Five of the seven teams that won more than 10 games in 2017 played in the NFC. And two of the AFC’s three 9-7 teams made the playoffs, while all three of the NFC’s 9-7 squads missed out on the postseason. What’s more, NFC teams beat AFC teams head-to-head in 42 of 65 matchups last year, including Super Bowl LII.
In other words, the conference that once won 13 consecutive Super Bowls has really begun to dominate its younger counterpart after losing four out of five Super Bowls prior to 2017.
And the discrepancy looks as though it’s about to grow, because NFC teams have been crushing it this offseason.
The 13-win Minnesota Vikings gave Kirk Cousins the largest contract in NFL history, the Super Bowl champion Philadelphia Eagles traded for both Michael Bennett and Daryl Worley, the 11-win New Orleans Saints look even better with Demario Davis and Patrick Robinson on board and the starry Los Angeles Rams have basically become a super-team with the addition of Ndamukong Suh, Brandin Cooks, Marcus Peters and Aqib Talib.

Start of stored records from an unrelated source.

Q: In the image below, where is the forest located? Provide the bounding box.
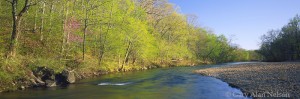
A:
[258,15,300,61]
[0,0,258,89]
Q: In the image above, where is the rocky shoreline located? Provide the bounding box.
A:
[0,66,161,93]
[195,62,300,98]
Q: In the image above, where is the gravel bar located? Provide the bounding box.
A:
[195,62,300,99]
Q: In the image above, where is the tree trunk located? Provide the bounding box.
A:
[5,0,31,58]
[119,41,132,71]
[40,2,46,41]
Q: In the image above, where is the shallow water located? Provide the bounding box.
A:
[0,63,253,99]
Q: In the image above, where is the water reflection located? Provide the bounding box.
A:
[0,64,251,99]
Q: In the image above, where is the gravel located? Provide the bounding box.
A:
[195,62,300,98]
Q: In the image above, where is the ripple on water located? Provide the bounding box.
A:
[98,82,131,86]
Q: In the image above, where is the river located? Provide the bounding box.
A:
[0,62,251,99]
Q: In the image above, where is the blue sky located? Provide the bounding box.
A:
[169,0,300,50]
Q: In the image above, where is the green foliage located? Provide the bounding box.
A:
[258,15,300,61]
[0,0,251,89]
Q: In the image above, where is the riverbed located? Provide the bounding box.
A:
[0,62,251,99]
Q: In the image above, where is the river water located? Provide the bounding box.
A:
[0,62,251,99]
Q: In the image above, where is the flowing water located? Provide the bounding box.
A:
[0,63,251,99]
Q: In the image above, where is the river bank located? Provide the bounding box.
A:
[0,58,202,93]
[195,62,300,98]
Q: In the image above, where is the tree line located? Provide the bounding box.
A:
[0,0,253,75]
[258,15,300,61]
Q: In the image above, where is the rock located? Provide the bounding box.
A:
[19,86,25,90]
[62,69,76,84]
[46,80,57,87]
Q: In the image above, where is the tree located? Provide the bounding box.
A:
[6,0,35,57]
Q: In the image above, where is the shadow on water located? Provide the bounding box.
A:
[0,62,253,99]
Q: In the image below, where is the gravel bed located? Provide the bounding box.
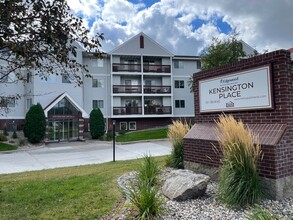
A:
[115,168,293,220]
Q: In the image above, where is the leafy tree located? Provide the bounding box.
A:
[201,34,246,70]
[23,103,46,143]
[89,108,105,139]
[0,0,104,110]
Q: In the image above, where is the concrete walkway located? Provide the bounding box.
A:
[0,140,171,174]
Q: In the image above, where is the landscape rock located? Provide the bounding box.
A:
[162,170,210,201]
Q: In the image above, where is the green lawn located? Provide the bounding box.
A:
[0,142,17,151]
[0,157,165,220]
[116,128,168,142]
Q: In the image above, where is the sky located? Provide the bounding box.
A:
[67,0,293,56]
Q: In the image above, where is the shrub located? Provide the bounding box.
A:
[3,123,9,136]
[127,156,163,219]
[11,131,18,139]
[18,139,25,146]
[166,120,190,169]
[89,108,105,139]
[247,206,280,220]
[0,134,8,141]
[138,155,160,186]
[217,115,262,207]
[23,103,46,143]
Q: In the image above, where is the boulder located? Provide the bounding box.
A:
[162,170,210,201]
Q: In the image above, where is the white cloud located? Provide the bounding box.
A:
[68,0,293,55]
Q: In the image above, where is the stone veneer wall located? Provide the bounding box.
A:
[184,50,293,199]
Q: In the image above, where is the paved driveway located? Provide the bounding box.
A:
[0,140,171,174]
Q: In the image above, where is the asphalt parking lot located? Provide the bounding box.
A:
[0,140,171,174]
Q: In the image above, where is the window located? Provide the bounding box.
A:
[0,96,16,108]
[175,100,185,108]
[92,58,104,67]
[40,73,57,83]
[174,60,184,69]
[92,79,104,88]
[93,100,104,108]
[120,121,127,131]
[62,76,71,83]
[175,80,184,89]
[129,121,136,131]
[26,98,33,109]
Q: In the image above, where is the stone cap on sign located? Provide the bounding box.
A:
[184,123,287,145]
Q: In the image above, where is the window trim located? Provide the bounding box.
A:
[128,121,136,131]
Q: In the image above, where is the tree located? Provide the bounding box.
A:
[201,34,246,70]
[23,103,46,143]
[89,108,105,139]
[0,0,104,110]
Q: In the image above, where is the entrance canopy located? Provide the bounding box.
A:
[44,92,89,118]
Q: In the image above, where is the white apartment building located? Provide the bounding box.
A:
[0,33,201,141]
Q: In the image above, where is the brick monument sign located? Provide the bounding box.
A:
[184,50,293,199]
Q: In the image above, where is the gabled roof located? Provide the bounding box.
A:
[109,32,173,56]
[44,92,89,118]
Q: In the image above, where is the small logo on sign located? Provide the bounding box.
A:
[226,101,234,108]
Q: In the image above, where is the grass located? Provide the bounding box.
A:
[0,142,17,151]
[0,157,165,220]
[217,115,263,207]
[116,128,168,142]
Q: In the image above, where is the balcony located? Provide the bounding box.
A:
[144,105,172,115]
[143,64,171,73]
[113,106,142,115]
[112,63,171,73]
[112,63,141,72]
[143,86,171,94]
[113,85,141,94]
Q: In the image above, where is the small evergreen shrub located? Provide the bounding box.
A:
[166,120,190,169]
[89,108,105,139]
[23,103,46,143]
[247,206,281,220]
[11,131,18,139]
[217,115,263,207]
[3,123,9,136]
[0,134,8,141]
[18,139,25,146]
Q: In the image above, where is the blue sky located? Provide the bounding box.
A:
[67,0,293,55]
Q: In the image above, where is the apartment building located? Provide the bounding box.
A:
[0,33,201,141]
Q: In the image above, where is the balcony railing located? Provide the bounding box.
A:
[143,86,171,94]
[112,63,171,73]
[112,63,141,72]
[113,106,142,115]
[143,64,171,73]
[144,106,172,115]
[113,85,141,93]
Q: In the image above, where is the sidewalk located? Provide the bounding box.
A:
[0,140,171,174]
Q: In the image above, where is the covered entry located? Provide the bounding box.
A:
[45,93,86,142]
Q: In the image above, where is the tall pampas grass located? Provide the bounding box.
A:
[167,120,190,169]
[216,115,262,207]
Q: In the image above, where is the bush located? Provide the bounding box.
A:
[166,120,190,169]
[89,108,105,139]
[11,131,18,139]
[0,134,8,141]
[127,156,163,219]
[23,103,46,143]
[138,156,160,186]
[247,206,280,220]
[217,115,262,207]
[3,123,9,136]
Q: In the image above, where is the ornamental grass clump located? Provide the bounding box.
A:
[127,156,163,220]
[216,115,262,207]
[167,120,190,169]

The Rams acquired Peters from the Kansas City Chiefs (AFC), Talib from the Denver Broncos (AFC) and Cooks from the New England Patriots (you guessed it). And while New England willfully dealt Cooks away, all they got was a draft pick in return. So right now at least, the Rams have improved tangibly and the Patriots have not, which isn’t good considering New England had to fight to get to the Super Bowl before embarrassing itself defensively against Philadelphia.
Cooks isn’t the only high-quality player the Pats will be without in 2018, because they also saw stalwart left tackle Nate Solder leave town for the NFC’s New York Giants, while also losing veterans Malcolm Butler, Dion Lewis and Danny Amendola (albeit to AFC peers).

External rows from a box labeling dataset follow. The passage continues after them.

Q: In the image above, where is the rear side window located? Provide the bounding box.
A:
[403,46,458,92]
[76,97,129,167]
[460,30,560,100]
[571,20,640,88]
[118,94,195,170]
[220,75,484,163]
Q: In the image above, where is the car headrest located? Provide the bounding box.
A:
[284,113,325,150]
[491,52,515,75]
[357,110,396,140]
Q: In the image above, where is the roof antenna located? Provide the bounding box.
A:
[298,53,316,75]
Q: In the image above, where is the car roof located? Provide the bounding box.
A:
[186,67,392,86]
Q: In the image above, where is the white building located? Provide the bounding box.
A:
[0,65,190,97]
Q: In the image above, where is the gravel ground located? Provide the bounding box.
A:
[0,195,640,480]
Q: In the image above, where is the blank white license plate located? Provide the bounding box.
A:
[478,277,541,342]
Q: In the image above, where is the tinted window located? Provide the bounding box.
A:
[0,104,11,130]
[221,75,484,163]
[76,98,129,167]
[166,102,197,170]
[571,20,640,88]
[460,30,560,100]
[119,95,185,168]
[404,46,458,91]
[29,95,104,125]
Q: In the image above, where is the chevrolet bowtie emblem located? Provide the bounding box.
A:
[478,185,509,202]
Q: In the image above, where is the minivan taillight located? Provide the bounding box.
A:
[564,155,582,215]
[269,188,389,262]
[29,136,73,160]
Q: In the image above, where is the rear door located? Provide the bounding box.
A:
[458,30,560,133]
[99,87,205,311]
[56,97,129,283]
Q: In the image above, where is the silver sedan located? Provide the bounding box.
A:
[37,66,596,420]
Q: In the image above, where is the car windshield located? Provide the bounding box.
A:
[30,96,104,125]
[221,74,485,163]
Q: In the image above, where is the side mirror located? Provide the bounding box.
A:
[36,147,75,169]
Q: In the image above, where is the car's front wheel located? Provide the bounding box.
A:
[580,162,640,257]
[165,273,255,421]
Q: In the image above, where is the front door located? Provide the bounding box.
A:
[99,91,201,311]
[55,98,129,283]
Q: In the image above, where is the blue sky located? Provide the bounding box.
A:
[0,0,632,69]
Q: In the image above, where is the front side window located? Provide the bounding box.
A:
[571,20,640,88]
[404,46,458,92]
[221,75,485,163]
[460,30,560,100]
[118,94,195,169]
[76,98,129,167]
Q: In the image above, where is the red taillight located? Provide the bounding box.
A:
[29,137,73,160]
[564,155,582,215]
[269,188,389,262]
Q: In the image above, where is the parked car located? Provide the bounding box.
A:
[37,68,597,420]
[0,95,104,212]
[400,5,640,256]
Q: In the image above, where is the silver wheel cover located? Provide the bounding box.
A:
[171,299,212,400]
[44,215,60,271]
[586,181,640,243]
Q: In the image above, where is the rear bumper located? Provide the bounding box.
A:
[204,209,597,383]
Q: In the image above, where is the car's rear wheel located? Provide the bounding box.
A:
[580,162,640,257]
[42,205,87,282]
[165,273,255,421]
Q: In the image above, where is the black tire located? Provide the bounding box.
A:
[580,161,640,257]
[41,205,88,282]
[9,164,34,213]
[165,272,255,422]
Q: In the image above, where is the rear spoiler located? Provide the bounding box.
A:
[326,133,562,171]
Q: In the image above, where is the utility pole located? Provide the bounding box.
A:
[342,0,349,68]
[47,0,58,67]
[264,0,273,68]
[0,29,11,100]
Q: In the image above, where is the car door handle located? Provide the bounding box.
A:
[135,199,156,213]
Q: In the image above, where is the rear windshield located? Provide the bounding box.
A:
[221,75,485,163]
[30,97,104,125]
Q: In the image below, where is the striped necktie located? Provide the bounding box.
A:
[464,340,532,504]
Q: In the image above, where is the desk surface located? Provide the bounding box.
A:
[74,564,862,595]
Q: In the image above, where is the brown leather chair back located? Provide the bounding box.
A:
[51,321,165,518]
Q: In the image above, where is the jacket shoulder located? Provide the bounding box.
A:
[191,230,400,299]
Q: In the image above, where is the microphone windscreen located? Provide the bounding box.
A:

The Pats, Pittsburgh Steelers and Jacksonville Jaguars should again be considered Super Bowl contenders, but the Patriots are thinner than they’ve been in years, the Steelers have a lot of question marks beyond (and even including) the Killer B’s and Blake freakin’ Bortles remains the quarterback in Jacksonville.
Beyond that? The rest of the AFC East sucks, nobody except Pittsburgh is going anywhere in the AFC North, the Tennessee Titans and Houston Texans are second-tier contenders at best in the AFC South and there are major questions surrounding the Indianapolis Colts, as well as every team in the AFC West. (Jon Gruden thinks it’s 1997, Patrick Mahomes is now the starting quarterback in Kansas City, the Broncos are putting all of their eggs in Case Keenum’s basket and the Chargers are the Chargers.)
It’s no coincidence that five of the top six picks in the 2018 NFL Draft belong to AFC franchises.
The NFC boasts the league’s four best teams with Los Angeles, Minnesota, New Orleans and Philadelphia. But the conference also has the NFL’s top candidates for bounce-back seasons: Green Bay with a healthy Aaron Rodgers, Dallas with an un-suspended Ezekiel Elliott, the Giants with Odell Beckham Jr. back and the Falcons, now that they’ve recovered from their Super Bowl hangover.
Additionally, the league’s top breakout candidates are in the NFC. Watch out for the Bears under new coach Matt Nagy in Year 2 for Mitchell Trubisky, and ditto for the 49ers in their first full year with Jimmy Garoppolo under center.
The NFC is stronger at the top, stronger in the middle and stronger at the bottom. I don’t remember a time when one conference was this much better than the other, and the 2018 offseason has really driven that home.